You understand correctly.
Yes they do.
I'll do my best. You're having a blind spot. Our recent thread began with you styling my 2011 comment about "expected number" as "nonsense". I'm glad I now have your attention and interest in learning the difference between "expected number" and "probability".

You have just implied that the probabilities of East, North, and West to have a singleton must add to 1 (though I suspect you really meant that they cannot sum to more than 1 as per your own number the total is less than 1). Why would you think they cannot? If I told you that each hand is 50% to have more red cards than black, would you similarly argue that I must be wrong because the three probabilities total more than 1?

In effect you seem to think that adding two probabilities should always result in a probability. That's necessarily so when the two probabilities relate to mutually exclusive events, but is not so in general.

As a reductio ad absurdum suppose we deal from a simplified deck with 1-card suits. Each player gets a single card. The probability of East to have a singleton is 1. Same for North, South, and West. The total of the probabilities is 4. Do you agree? If not, where do you claim I went wrong?

Of course 4 is not a probability. It does have a name though. It's called the "expected" number of singletons in a deal. ("Expected" means about the same as "average", except that "expected" generally applies to a mathematically defined situation where it makes sense to average over an infinite number of trials.)

Returning to 52 card deals, again it is possible for more than one hand in a deal to have a singleton. If each of East, West, and North is 50% to have a singleton then over 1000 deals we expect 1500 hands with a singleton. 1500/1000 or 1.5 is then the expected number of hands with a singleton per deal. Nothing paradoxical or peculiar.

Err, in this case, each of the other three hands has a more than 1/3
chance to contain a singleton, and the total probability is more than 1.

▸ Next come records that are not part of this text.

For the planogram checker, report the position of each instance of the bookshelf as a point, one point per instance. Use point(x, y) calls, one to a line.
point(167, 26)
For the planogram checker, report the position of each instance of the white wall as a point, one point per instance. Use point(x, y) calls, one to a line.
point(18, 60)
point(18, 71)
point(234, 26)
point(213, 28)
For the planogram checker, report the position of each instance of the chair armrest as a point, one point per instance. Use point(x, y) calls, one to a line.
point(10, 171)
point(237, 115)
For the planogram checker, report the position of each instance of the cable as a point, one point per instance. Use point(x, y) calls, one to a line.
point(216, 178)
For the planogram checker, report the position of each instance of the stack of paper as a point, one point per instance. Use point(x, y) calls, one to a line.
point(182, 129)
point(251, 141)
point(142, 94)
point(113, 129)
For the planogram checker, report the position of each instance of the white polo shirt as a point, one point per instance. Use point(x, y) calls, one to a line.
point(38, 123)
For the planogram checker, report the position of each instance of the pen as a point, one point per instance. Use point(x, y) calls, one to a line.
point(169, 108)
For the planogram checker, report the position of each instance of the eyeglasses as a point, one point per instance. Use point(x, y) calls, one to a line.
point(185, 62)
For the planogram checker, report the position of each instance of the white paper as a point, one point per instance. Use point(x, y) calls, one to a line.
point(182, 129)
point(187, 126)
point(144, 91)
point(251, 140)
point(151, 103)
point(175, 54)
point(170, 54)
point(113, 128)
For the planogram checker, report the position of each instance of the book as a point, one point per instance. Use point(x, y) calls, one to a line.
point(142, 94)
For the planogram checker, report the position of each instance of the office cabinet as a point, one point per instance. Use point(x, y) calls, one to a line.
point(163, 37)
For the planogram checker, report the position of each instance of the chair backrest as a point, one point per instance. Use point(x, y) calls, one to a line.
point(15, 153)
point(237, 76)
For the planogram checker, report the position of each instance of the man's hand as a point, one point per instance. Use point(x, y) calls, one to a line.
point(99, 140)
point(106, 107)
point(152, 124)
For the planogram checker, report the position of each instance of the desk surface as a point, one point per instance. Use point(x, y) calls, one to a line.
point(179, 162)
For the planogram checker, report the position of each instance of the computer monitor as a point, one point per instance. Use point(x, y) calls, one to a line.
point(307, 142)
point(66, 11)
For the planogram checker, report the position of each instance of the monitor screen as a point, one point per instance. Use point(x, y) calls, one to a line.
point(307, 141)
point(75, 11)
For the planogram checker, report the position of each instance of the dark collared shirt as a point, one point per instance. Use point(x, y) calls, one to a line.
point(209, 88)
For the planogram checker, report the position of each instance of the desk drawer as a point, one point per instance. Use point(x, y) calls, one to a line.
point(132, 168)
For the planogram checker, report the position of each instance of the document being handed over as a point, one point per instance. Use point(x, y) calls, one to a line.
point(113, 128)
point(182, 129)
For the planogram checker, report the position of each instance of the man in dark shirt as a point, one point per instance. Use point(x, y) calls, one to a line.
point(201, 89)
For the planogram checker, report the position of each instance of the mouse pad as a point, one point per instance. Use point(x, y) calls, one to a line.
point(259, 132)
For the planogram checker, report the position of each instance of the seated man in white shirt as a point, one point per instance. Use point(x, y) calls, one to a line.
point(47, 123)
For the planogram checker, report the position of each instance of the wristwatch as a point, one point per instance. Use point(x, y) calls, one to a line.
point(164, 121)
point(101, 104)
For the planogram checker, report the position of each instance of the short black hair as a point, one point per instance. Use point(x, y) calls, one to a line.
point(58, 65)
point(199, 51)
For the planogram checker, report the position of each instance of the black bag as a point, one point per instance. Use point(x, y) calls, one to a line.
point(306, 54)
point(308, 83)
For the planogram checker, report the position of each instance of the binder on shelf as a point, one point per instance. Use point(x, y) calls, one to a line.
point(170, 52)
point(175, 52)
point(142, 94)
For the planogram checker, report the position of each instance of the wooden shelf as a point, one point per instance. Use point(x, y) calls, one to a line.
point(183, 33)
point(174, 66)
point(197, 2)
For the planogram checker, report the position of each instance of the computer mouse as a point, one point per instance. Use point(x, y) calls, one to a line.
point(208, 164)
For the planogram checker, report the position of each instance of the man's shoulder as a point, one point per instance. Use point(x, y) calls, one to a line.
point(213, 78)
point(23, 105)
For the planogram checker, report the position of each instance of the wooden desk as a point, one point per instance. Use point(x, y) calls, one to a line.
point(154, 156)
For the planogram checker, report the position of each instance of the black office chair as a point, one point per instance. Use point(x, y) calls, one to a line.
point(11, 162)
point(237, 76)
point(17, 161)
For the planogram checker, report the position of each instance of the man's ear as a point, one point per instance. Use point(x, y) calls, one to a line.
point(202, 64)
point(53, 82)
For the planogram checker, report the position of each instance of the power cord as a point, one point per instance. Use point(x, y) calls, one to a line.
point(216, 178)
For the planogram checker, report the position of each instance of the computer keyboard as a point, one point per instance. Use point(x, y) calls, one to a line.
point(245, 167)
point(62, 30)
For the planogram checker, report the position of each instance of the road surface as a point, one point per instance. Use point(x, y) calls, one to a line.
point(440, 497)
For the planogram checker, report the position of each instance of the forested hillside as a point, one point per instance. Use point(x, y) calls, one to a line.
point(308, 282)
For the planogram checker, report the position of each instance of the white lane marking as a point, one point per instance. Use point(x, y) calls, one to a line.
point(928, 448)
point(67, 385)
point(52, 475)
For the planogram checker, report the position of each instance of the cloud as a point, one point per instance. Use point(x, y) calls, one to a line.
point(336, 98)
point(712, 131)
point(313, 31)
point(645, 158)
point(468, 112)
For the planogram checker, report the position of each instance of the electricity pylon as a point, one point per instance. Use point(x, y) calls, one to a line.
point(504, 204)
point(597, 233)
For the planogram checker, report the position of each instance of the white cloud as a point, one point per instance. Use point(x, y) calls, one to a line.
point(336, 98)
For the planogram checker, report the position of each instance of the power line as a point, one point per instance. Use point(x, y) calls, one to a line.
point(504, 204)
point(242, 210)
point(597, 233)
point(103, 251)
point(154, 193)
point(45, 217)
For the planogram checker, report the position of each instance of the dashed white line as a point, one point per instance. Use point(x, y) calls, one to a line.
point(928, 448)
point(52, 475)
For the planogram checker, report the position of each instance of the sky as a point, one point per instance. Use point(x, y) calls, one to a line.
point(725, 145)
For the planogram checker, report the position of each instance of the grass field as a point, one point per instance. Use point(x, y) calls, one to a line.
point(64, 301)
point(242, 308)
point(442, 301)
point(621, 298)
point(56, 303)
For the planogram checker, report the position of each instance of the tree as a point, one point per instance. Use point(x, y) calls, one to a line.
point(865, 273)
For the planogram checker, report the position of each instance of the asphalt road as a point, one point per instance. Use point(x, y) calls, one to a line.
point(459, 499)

The reason is that there might be more than one singleton among the
other hands. For example, say we have a 12=1=0=0 hand; someone will have
a singleton spade, up to two people might have a singleton club or
diamond, we have a singleton heart but up to two other players might
also have one. So the average number of singletons among the other
three players is more than 1.

The average number of singletons held by a particular, specific other
player is 1/3 the average number of singletons among the other three
players (by symmetry). The probability that a particular, specific other
player holds at least one singleton is slightly less than this (because
the average counts hands with two singletons twice and with three
singletons three times, whereas the probability counts these cases only
once).

In cases where multiple results can't happen, your reasoning is correct.
For example, each of the other players has a 1/3 chance of holding a
spade singleton, 1/3 of the 100% chance that a spade singleton exists;
the reason your reasoning works here is that multiple spade singletons
are impossible when someone has a 12=1=0=0 hand, neither within the same
hand or between two different hands.

That's disappointing as it testifies that you didn't manage to understand even the simple examples I provided you. What was your reaction to my reduction ad absurdum - the 4 card deck? Plug your ears and bellow "I'm not listening"?
ais523 handled this well -- fortunately as it's not rewarding to me to play with you the one-sided game where you write but don't read.

From those words no one could understand what you think Brenner asserted. (What "the"? Why plural?) From the discussion history one could guess that you imagine if Brenner denies that "all men are rich" he must be claiming that "no man is rich."